El adiestrador de mandriles.

El adiestrador de mandriles.
Diseño de imagen: Manolo García.

domingo, 19 de marzo de 2017

LA VOZ DE LA EXPERIENCIA.







Le preguntó porqué estaba tan triste y desconsolada, sentada sola en aquel banco intentando contener las lágrimas que afloraban a sus mejillas.

-Porqué me he equivocado - le contestó la joven después de recomponer su rostro inflado por el llanto.

El anciano, que a pesar de los años mantenía la compostura de su buena planta, se inclinó sobre ella y con gesto amable le dijo:

-Todos nos equivocamos más a menudo de lo que quisiéramos. Hay cosas que no sabemos aprender de otro modo.

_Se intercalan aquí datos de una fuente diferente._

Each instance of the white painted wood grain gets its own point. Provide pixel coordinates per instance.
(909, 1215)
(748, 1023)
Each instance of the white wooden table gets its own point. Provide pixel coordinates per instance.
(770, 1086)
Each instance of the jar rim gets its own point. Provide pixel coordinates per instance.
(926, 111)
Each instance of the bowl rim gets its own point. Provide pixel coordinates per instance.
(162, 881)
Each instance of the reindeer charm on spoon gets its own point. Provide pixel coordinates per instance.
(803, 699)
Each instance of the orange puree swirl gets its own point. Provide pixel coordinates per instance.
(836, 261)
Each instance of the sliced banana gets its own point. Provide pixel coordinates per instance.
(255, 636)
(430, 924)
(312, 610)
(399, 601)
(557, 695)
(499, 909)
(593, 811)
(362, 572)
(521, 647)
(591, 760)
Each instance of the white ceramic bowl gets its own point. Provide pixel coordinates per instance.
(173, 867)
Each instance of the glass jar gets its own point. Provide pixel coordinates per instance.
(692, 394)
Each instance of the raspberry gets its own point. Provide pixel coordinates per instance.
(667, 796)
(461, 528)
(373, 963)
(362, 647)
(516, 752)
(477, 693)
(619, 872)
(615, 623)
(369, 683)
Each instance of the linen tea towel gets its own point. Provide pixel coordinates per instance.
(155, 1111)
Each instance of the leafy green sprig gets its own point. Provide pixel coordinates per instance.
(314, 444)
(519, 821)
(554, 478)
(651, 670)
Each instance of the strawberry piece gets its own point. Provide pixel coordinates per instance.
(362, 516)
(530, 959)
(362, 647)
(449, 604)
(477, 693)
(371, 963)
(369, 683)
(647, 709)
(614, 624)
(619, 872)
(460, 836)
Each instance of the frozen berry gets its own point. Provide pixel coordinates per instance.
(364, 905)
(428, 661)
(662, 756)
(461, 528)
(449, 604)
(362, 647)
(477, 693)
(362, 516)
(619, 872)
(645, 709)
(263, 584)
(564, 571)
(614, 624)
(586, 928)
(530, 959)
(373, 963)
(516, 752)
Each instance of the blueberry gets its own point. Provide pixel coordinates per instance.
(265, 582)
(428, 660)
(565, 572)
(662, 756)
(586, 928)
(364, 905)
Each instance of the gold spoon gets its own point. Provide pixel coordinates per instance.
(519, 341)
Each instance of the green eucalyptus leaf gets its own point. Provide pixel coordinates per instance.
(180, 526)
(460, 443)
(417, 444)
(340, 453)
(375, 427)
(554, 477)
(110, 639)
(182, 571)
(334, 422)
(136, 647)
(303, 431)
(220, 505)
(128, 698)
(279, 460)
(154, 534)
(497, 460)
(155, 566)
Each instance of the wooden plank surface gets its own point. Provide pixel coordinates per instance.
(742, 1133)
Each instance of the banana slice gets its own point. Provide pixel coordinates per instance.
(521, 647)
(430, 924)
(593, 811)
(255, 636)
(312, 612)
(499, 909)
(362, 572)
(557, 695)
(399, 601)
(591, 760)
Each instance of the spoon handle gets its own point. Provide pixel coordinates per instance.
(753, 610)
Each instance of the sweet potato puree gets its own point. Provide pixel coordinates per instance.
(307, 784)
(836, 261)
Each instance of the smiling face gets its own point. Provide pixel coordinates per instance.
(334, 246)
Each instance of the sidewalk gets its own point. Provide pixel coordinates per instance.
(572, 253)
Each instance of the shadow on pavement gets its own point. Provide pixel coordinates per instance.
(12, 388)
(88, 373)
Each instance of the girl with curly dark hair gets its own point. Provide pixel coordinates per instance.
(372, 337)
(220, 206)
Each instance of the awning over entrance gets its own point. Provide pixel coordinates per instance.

No debemos derramar lágrimas por lo que resulta de nuestras equivocaciones, pues ellas nos enseñan a encontrar el camino que debemos seguir.

-No lloro por haber tomado el camino equivocado - le respondió la joven después de lograr borrar el puchero de sus labios -, pues ahora conozco la verdad que me ayuda a serenar mi carácter impetuoso, sino por el dolor causado a quienes más me querían, que trataron de sacarme del error en el que me mantenía atrapada la obstinación de mi conducta intransigente y egoísta. Creí que su sufrimiento se debía a su incomprensión, cuando era yo quien no comprendía y lo provocaba. Desprecié de ellos su experiencia por no convenir a mis deseos, y experimenté por mi cuenta creyendo estar preparada para todo. Y no era necesario el dolor que provoqué por afianzarme en mi error creyendo llevar razón porque era de mi vida de lo que se trataba; un dolor que a su vez se reflejaba en mí carácter convertido en rabia e impotencia y que me impelía a emprender huida hacia adelante cada vez que me sentía derrotada por no conseguir imponerme. 
Ahora vuelvo con las manos vacías y el corazón lleno de heridas que no se como curar.

Después de solicitar su permiso, el anciano se sentó en el banco al lado de la joven , y tras fijar en ella la mirada, con gesto bondadoso y sonrisa agradable le dijo:

-Quizás pienses que has ido demasiado lejos y eso te asusta, pero no has hecho más que dar el primer paso en tu camino, ése que sólo tú recorrerás y para el que habrás de estar preparada, pues ya nadie decide por ti. Has reconocido el error que quizás ganaste con arrogante ignorancia y eso te salvará de la siguiente equivocación, no lo dudes. Pero si quieres sanar las heridas abiertas en tu corazón, deberás cambiar tu conducta de ahora en adelante para aliviar el dolor de quienes ofendiste con el desaire de tus decisiones. Ellos seguro que te aman, a pesar de todo; y no hay herida que no se cure con amor.
Todos hemos sido jóvenes y nos ha pasado. También quisimos aprender la vida por nosotros mismos sin contar con la experiencia de otros ni con el tiempo que nos emplearía su aprendizaje, y lo que es peor, sin contar con aquello que dejaríamos atrás para siempre por consumar otros deseos. Y quizás ese tiempo y lo que pusimos a un lado para realizar nuestro empeño por encima de todo, era la razón del sufrimiento de quienes nos amaban y estaban a nuestro lado, pues intentaron ahorrarnos lo que ellos antes habían perdido también, y por no conseguirlo se sintieron culpables de nuevo; esta vez de nuestros errores, que consideraron suyos por no haber sabido detenerlos a pesar de lo aprendido.
Por eso, no llores más, es el momento de tomar tu primera decisión importante y de la que nunca te arrepentirás, ahora sabes que lo importante es la felicidad que pretenden todos nuestros deseos, y que no llegará mientras quien está a nuestro lado sufra por ellos. Nunca es tarde para volver a la razón del corazón, porque él es el único camino.

El anciano, tras terminar su discurso, se inclinó buscando el rostro cabizbajo que la joven ocultaba entre su melena. Después tomó su barbilla en la mano, y dirigiendo hacia él la mirada de sus ojos claros, le mostró una sonrisa tan natural y sincera que la hizo sonreír al mismo tiempo que se echaba entre sus brazos.

- Gracias abuelo -. Y le estampó un  beso fuerte y sonoro en la mejilla. -Nunca lo olvidaré.